O Médio Oriente também está emergindo. Os Emirados Árabes Unidos produziram 2,7 milhões de toneladas em 2024, e o Bahrein, 1,6 milhão. Esses países não possuem minas, dependendo totalmente de importações de matérias-primas, mas, devido ao custo baixo de energia e à localização estratégica, tornaram-se participantes importantes na aluminium production in world.
Embora a Austrália seja o segundo maior produtor de bauxita (100 milhões de toneladas), sua produção de alumínio na própria terra é de apenas 1,5 milhão de toneladas. O problema está no alto custo de energia, que pressiona as operações de fundição. Gigantes globais como Rio Tinto e Alcoa têm operações na Austrália, mas o incentivo para expandir a capacidade é limitado.

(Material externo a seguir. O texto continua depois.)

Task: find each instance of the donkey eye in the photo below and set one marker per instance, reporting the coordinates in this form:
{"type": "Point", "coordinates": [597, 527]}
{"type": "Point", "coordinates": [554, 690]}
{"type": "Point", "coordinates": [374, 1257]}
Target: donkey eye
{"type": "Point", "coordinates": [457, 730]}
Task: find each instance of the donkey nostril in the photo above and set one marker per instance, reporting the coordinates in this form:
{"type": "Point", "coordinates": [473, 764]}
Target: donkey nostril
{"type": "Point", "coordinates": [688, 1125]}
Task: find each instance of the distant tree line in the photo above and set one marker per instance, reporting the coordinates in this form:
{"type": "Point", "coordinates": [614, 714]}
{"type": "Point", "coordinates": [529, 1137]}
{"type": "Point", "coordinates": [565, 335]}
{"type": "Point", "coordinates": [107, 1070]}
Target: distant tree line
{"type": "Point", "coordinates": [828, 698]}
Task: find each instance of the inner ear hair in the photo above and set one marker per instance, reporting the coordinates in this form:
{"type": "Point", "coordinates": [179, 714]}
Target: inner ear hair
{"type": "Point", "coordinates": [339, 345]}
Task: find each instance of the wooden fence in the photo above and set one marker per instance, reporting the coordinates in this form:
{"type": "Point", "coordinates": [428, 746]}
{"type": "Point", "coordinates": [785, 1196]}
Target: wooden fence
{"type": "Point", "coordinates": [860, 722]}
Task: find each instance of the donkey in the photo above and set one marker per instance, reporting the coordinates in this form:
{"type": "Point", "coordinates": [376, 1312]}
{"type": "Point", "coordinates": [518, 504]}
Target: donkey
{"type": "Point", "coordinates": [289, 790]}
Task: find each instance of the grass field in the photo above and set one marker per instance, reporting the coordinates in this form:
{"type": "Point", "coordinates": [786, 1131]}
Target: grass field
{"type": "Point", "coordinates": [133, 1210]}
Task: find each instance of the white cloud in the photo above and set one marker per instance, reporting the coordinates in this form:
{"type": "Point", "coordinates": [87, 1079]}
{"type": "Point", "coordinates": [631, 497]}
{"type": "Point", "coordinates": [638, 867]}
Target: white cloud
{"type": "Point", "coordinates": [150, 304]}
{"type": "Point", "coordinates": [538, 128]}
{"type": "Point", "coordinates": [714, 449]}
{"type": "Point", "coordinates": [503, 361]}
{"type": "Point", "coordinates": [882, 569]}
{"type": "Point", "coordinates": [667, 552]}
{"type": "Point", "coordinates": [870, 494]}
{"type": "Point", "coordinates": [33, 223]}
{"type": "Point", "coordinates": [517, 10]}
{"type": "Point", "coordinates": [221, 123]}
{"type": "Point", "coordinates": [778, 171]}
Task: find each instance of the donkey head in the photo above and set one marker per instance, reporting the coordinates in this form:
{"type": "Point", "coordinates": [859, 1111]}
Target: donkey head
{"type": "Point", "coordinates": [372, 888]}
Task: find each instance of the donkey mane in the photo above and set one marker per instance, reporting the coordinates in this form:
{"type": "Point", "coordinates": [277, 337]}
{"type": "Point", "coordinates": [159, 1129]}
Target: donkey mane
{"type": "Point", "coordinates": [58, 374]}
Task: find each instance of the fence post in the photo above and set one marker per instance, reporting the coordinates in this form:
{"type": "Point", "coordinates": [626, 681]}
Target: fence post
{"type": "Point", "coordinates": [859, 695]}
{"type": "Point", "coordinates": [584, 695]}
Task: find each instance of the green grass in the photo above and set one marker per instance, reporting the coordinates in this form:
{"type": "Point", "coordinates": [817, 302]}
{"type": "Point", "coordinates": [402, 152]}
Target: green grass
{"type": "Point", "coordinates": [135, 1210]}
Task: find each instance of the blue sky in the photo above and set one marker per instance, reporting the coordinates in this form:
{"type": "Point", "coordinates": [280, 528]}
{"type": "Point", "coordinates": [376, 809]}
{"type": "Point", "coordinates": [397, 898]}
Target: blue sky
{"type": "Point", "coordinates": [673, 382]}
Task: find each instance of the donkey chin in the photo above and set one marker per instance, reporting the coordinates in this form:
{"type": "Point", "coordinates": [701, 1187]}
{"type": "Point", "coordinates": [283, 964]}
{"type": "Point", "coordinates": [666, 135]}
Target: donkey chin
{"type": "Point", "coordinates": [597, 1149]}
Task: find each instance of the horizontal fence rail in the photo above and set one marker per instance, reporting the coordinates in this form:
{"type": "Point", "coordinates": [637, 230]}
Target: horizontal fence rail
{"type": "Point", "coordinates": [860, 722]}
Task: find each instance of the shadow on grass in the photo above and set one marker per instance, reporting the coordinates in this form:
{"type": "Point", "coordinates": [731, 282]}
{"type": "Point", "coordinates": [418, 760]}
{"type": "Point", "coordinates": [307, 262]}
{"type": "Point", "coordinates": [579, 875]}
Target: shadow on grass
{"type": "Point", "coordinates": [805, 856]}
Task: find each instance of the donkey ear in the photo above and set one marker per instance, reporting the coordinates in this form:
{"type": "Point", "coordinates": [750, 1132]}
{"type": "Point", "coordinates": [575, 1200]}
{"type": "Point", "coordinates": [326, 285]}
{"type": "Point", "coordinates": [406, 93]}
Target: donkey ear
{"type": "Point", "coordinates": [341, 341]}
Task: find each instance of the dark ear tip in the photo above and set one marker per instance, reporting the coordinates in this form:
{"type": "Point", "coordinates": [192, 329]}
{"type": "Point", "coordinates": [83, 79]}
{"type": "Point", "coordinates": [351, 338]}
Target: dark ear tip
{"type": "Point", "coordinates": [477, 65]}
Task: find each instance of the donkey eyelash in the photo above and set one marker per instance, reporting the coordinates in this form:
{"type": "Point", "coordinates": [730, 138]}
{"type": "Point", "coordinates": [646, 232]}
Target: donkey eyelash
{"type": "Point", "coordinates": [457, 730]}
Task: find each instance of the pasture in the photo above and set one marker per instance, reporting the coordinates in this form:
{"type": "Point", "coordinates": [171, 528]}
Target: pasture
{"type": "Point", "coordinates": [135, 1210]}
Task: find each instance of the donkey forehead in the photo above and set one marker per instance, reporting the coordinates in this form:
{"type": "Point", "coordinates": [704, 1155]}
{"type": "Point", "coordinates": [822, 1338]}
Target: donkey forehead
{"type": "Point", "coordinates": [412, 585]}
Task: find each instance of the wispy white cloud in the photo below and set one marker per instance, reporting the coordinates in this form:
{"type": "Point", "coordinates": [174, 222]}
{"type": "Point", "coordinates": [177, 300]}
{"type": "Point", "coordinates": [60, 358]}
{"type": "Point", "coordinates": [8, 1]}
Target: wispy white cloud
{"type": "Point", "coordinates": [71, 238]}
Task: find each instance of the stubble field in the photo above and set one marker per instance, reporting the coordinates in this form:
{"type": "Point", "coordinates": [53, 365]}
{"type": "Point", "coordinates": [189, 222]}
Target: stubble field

O Brasil também está se destacando. Apesar de produzir apenas 1,1 milhão de toneladas, possui a quarta maior reserva de bauxita do mundo e uma capacidade razoável de produção de óxido de alumínio. A Albras, uma dessas empresas, utiliza energia renovável na produção de alumínio, tornando-se um símbolo do alumínio verde.
De modo geral, a aluminium production global apresenta uma característica: uma forte separação entre matérias-primas e refino, com a China dominando a cadeia intermediária, enquanto países ocidentais e do Médio Oriente disputam o mercado downstream. Com o aumento do protecionismo comercial e a aceleração da transição verde, esse padrão continuará evoluindo. Quem tiver interesse, pode acompanhar as movimentações das empresas listadas relacionadas — há muitas oportunidades nessa cadeia de valor.